Here’s an example of a window farm that uses recycled plastic bottles (from Mike Kissel in Wisconsin).

It looks like a fun, productive, do-it-yourself project.   Why?

  • It reuses plastic that would otherwise be “recycled” (we don’t really recycle plastic when we send it away, the process actually destroys its long-term value as a material).
  • It’s cheap, found material that’s excellent for thrifty DIY.
  • It’s easy to use, has great functionality, and lasts a long time.

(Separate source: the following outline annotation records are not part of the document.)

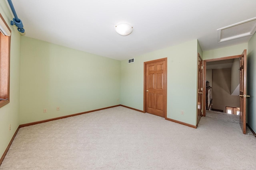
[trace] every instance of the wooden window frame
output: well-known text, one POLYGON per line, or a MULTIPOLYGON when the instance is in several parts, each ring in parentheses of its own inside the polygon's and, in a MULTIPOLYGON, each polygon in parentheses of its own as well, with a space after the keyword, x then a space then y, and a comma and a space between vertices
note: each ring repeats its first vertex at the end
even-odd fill
MULTIPOLYGON (((10 32, 11 30, 0 14, 0 18, 10 32)), ((10 66, 11 36, 0 32, 0 107, 10 103, 10 66)))

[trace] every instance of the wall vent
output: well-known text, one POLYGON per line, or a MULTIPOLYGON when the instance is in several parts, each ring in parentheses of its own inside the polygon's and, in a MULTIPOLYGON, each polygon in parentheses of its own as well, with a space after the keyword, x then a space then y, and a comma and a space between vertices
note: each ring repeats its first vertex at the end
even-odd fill
POLYGON ((129 59, 128 60, 128 63, 133 63, 134 62, 134 58, 129 59))

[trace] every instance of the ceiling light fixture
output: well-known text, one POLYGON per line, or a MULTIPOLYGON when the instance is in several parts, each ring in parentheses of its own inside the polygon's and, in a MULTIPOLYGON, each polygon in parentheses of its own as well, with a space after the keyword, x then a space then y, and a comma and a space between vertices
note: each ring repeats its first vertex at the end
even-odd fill
POLYGON ((120 23, 116 26, 116 31, 119 35, 126 36, 132 32, 132 27, 127 23, 120 23))

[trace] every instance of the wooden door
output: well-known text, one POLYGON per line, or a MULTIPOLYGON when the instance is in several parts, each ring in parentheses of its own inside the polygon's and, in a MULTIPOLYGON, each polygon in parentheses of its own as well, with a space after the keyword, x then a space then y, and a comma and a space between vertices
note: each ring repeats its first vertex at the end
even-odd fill
POLYGON ((166 119, 167 58, 144 63, 146 112, 166 119))
POLYGON ((247 61, 246 50, 240 57, 240 125, 244 134, 246 133, 247 61))
POLYGON ((198 54, 198 96, 197 96, 197 124, 198 124, 203 113, 203 61, 198 54))

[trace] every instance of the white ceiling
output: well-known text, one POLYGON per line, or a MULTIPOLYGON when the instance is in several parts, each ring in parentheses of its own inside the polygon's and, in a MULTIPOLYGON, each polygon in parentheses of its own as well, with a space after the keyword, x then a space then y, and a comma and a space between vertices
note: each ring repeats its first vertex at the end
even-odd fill
POLYGON ((256 17, 255 0, 12 2, 25 36, 119 60, 196 39, 203 51, 247 42, 251 36, 218 43, 217 29, 256 17), (126 37, 115 31, 123 22, 134 28, 126 37))

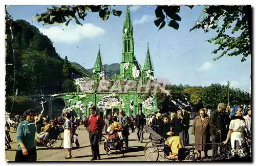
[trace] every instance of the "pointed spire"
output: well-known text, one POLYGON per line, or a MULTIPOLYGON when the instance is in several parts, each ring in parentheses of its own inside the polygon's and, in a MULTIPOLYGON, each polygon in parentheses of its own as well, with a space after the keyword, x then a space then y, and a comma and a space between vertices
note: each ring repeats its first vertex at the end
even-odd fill
POLYGON ((101 56, 100 54, 100 45, 99 44, 99 51, 97 56, 96 60, 94 64, 94 71, 95 72, 100 72, 103 71, 102 62, 101 61, 101 56))
POLYGON ((130 14, 130 9, 129 9, 129 7, 128 6, 127 6, 126 13, 126 15, 125 15, 125 19, 124 20, 124 23, 123 24, 123 30, 124 31, 124 30, 125 29, 126 29, 126 31, 132 30, 133 29, 133 25, 132 24, 132 21, 131 21, 131 15, 130 14))
POLYGON ((151 62, 151 57, 150 54, 149 43, 147 42, 147 50, 146 54, 146 59, 144 64, 143 71, 147 70, 154 71, 153 64, 151 62))

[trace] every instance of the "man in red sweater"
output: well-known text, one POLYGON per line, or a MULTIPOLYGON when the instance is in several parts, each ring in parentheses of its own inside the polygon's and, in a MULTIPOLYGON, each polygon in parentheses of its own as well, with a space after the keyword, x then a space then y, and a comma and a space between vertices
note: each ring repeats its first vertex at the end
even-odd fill
POLYGON ((99 137, 103 128, 103 121, 100 115, 97 115, 95 106, 90 108, 91 115, 88 119, 89 127, 89 138, 92 149, 93 158, 91 161, 100 160, 100 156, 99 150, 99 137))

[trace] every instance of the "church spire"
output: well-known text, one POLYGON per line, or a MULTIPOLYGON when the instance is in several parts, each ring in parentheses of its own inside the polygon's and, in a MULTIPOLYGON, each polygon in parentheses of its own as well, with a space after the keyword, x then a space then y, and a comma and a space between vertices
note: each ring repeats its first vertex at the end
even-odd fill
POLYGON ((153 64, 151 61, 151 57, 150 54, 149 43, 147 43, 147 50, 146 54, 146 59, 144 64, 143 71, 151 70, 154 71, 153 64))
POLYGON ((94 71, 95 72, 101 72, 102 71, 102 62, 101 61, 101 56, 100 54, 100 45, 99 44, 99 51, 98 52, 96 60, 94 64, 94 71))
POLYGON ((125 15, 125 19, 124 20, 123 24, 123 30, 125 34, 130 34, 130 36, 133 36, 133 24, 132 24, 132 21, 131 21, 130 9, 128 6, 126 8, 126 13, 125 15), (129 33, 127 33, 127 32, 128 32, 129 33))

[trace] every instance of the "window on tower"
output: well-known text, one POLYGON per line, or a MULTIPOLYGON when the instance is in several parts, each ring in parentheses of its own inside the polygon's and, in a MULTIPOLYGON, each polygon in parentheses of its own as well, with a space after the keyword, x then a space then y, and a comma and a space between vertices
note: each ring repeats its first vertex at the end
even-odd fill
POLYGON ((131 43, 130 43, 130 40, 127 40, 127 47, 128 47, 128 52, 130 52, 131 51, 131 43))
POLYGON ((127 52, 127 40, 124 40, 124 43, 123 43, 124 46, 124 52, 127 52))

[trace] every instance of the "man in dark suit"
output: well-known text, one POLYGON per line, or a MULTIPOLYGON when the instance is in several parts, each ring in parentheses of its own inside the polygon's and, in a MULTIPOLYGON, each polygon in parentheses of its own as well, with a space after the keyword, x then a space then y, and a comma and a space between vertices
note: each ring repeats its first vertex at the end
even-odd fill
POLYGON ((187 111, 185 110, 185 107, 181 107, 181 110, 183 114, 183 120, 184 121, 185 126, 185 138, 184 143, 185 146, 187 146, 189 144, 189 135, 188 134, 188 130, 189 129, 189 119, 190 115, 187 111))
MULTIPOLYGON (((218 105, 217 110, 211 113, 210 117, 210 135, 212 143, 218 143, 226 140, 229 130, 230 119, 225 111, 227 106, 221 103, 218 105)), ((212 156, 218 154, 218 144, 212 145, 212 156)))
POLYGON ((185 143, 185 131, 187 126, 183 117, 182 112, 181 109, 177 110, 177 116, 174 118, 170 125, 173 126, 175 134, 180 136, 181 142, 183 146, 184 146, 186 145, 185 143))
POLYGON ((120 115, 117 117, 117 121, 119 122, 120 124, 122 126, 122 131, 124 141, 125 141, 126 149, 128 149, 128 143, 129 141, 129 117, 125 115, 125 112, 123 110, 119 112, 120 115))
POLYGON ((138 136, 138 142, 142 143, 143 137, 144 125, 146 124, 146 117, 142 113, 141 109, 139 110, 139 114, 135 117, 135 127, 136 127, 136 133, 138 136))

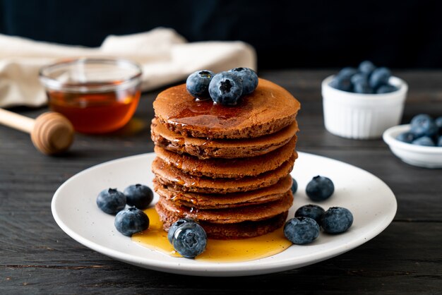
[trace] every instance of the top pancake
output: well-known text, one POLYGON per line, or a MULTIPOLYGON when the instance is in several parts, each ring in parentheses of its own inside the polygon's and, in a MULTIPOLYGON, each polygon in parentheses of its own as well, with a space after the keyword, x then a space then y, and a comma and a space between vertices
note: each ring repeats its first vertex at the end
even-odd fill
POLYGON ((257 88, 236 106, 196 100, 181 84, 158 95, 153 102, 160 123, 186 136, 251 138, 270 134, 292 124, 300 104, 288 91, 259 79, 257 88))

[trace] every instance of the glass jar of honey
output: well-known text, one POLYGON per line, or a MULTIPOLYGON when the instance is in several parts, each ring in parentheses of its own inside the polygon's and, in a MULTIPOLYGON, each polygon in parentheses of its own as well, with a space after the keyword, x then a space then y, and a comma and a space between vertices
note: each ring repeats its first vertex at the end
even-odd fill
POLYGON ((129 122, 140 100, 141 75, 139 65, 121 59, 63 60, 40 71, 49 109, 83 133, 112 132, 129 122))

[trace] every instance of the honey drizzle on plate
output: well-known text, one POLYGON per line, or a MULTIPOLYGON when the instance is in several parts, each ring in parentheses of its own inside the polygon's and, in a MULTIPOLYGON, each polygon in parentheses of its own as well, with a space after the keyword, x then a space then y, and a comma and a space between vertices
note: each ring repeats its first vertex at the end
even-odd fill
MULTIPOLYGON (((150 219, 149 228, 135 234, 132 241, 140 245, 157 250, 174 257, 181 255, 174 250, 167 240, 167 232, 154 207, 144 211, 150 219)), ((282 227, 269 234, 254 238, 237 240, 209 239, 205 251, 195 259, 211 263, 233 263, 264 258, 282 252, 292 245, 284 236, 282 227)))

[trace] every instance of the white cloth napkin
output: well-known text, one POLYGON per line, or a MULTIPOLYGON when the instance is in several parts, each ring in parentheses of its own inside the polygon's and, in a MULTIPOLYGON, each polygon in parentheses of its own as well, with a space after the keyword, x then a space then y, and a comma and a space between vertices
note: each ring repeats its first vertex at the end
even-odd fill
POLYGON ((236 67, 256 70, 254 49, 244 42, 188 42, 174 30, 158 28, 125 36, 108 36, 97 48, 36 42, 0 34, 0 107, 47 103, 40 68, 57 59, 120 57, 143 67, 143 91, 185 78, 191 73, 236 67))

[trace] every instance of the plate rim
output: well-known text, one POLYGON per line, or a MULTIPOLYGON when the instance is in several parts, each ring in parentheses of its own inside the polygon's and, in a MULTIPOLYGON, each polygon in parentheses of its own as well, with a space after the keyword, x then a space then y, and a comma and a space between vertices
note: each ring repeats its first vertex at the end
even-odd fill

The big question is:  is growing food in recycled plastic safe?  

When we dig into the issue, we find that many of the plastics we are currently using for food storage and in our daily lives, aren’t really that safe.

Why?

  • Some plastics leach toxins into foods,
  • some do so when they are heated,
  • or exposed to prolonged sunlight.

This means recycled plastic might not be a good choice for a recycled organic garden.  Particularly a garden that’s intended to produce high quality food for you and your family.

However, this doesn’t mean that we should avoid plastics entirely.  There are plastics we can use.  Which ones?

A simple way to tell which plastic is dangerous is to check the recycling label.

The arrow symbols on the bottom of the container encircle a number 1-7.   Here’s which plastics you can use, and the ones that you should avoid:

  1. Clear plastic bottles (soda, water, etc.), formally known as PET.  This material is considered safe for planters.  However, it does have a tendency to colonize bacteria on its surface.  So wash it between uses if  you are drinking from it.
  2. Opaque plastic jugs (milk jugs, butter tubs, etc.).   HDPE.   This material is considered safe.
  3. PVC.  Plumbing pipes and food wraps.  When this material gets hot, it leaches chemicals that mess with your hormones.
  4. Grocery bags and squeeze bottles.  LDPE.  This material is considered safe.
  5. Wide necked milky white containers (yogurt).   Formal name is Polypropylene.   This is currently considered safe.
  6. Styrofoam.  This material leaches toxic chemicals when heated.  So, you might also want to avoid heating food in a microwave with it.
  7. Everything else.  Just avoid it.  This is a chemical soup of uncertain origin and process.

So, in summary.

Build your do-it-yourself garden projects with plastics that have the numbers 1, 2, 4, and 5 (milk jugs, plastic bags, and yogurt cups).  Avoid the rest.